ASUS may be one of the biggest component manufacturers around but it has yet to stamp its mark for cooling products. Many smaller firms specializing in cooling solutions have had great success but ASUS looks to continue rewriting its own uninspired history with yet another ambitious cooler, but there is actually something more to it than meets the eye. Does this towering ASUS Silent Square cooler have the street cred to attract the hardcore enthusiasts and the veteran overclockers?
We have seen some mighty frightening heatsinks in our time and ASUS' new Silent Square is right up there in the chart of outrageously humongous design. Standing upright, the block towers 14cm from the base, which means you must double check that your casing has sufficient clearance to accommodate the behemoth. Surprisingly, the ASUS cooler actually weighs less than it looks. 656 grams is not exactly insubstantial – although it did look quite dangerously unbalanced when mounted.
As with all air-cooled design, the ASUS cooler has a stack of radiating fins that are made out of lightweight aluminum fins to dissipate heat. Heat is sent to the fins to be radiated off via five copper heat pipes and these are connected to a polished copper base that is to be seated atop a processor.

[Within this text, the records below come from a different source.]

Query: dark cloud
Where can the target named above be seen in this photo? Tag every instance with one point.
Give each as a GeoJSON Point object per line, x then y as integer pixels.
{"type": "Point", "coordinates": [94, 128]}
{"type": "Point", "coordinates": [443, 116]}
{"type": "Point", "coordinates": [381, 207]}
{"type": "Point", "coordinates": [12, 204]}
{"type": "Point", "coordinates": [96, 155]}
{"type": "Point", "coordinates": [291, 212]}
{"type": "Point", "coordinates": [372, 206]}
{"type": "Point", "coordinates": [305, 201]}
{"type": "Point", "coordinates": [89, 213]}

Any self-respecting enthusiast-oriented cooler these days have got to pack LED lights. Judging by the proliferation of LEDs, it's almost as if enthusiasts are automatically attracted to flashy objects like a moth to a flame. The ASUS Silent Square gets full marks for sticking with blue LEDs, which is the hottest color for such products right now. You'll find a blue LED tucked concealed cleverly within the giant tower of aluminum fins.
This fan requires a 4-pin power connector, with the extra pin used for pulse width modulation (PWM) control, which basically means that the fan motor speed is variable depending on the temperature within the chassis. In other words, it's a smart fan.

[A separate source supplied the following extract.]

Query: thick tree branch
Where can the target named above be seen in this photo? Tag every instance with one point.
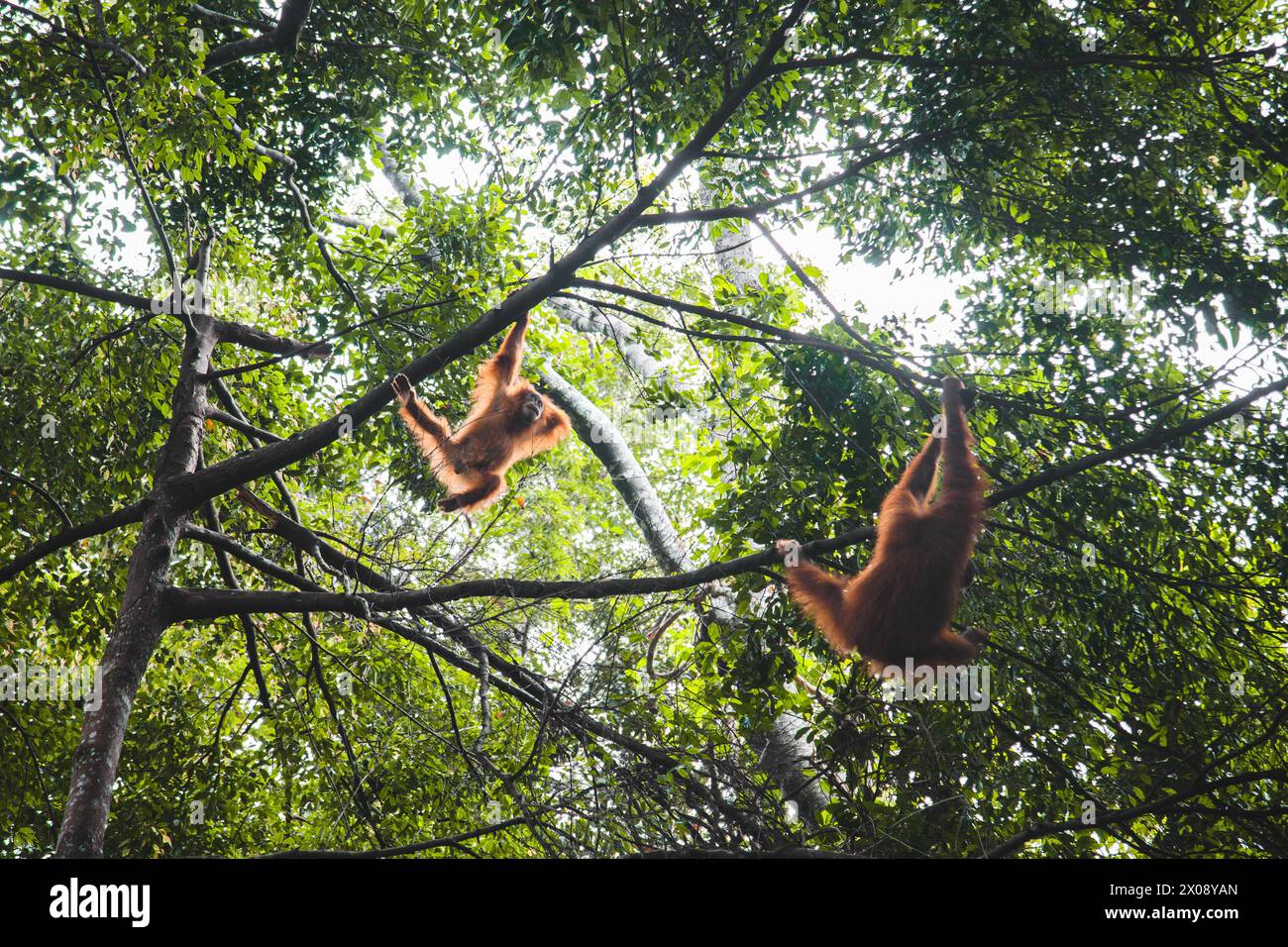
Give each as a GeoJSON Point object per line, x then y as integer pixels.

A stated fan speed of around 1,800RPM and an operational volume that stands at a whisper-quiet 18db should provide enough clues as to how quiet the Silent Square really is. Yet, despite its low revolution, ASUS reckons its quiet cooler is capable of cooling power-hungry CPUs that guzzle up to 160W.
Finally, there is an airflow direction shield within the tower that forces the moving air generated by the fan such that it should pass by the onboard voltage regulating modules. It will no doubt have some beneficial effect on the surrounding motherboard components - though resultant effect may end up quite negligible depending on the layout of your motherboard.
The intense competition between the Intel and AMD has led to some hardcore enthusiasts changing their systems altogether with every new major development. This will almost always necessitate a change in processor, motherboard and hence the CPU cooler too. That's where third party coolers like the ASUS Silent Square, with their universal retention brackets, are advantageous to consumers.
The only downside to such a design is that you have to remove the motherboard from your casing to install the backplate of the bracket. Since a new platform means a new motherboard anyway, this should not affect users unduly, unless of course you happen to enjoy changing coolers more often than you change hairstyles. As of now, the ASUS Silent Square works on all major platforms, including the recently launched Intel Core 2 Duo processors.
If looks can kill, the massive frame of the ASUS Silent Square that contains an array of aluminum fins anchored by a solid copper base and heat pipes certainly screams unabashedly its credentials as a powerful cooler. The low fan speed makes it worthy of its 'Silent' name while its versatility in system installation should find it broad acceptance among all current platforms. Available at an estimated retail price of US$44 (S$69), the ASUS Silent Square doesn't come cheap so only serious enthusiasts need apply.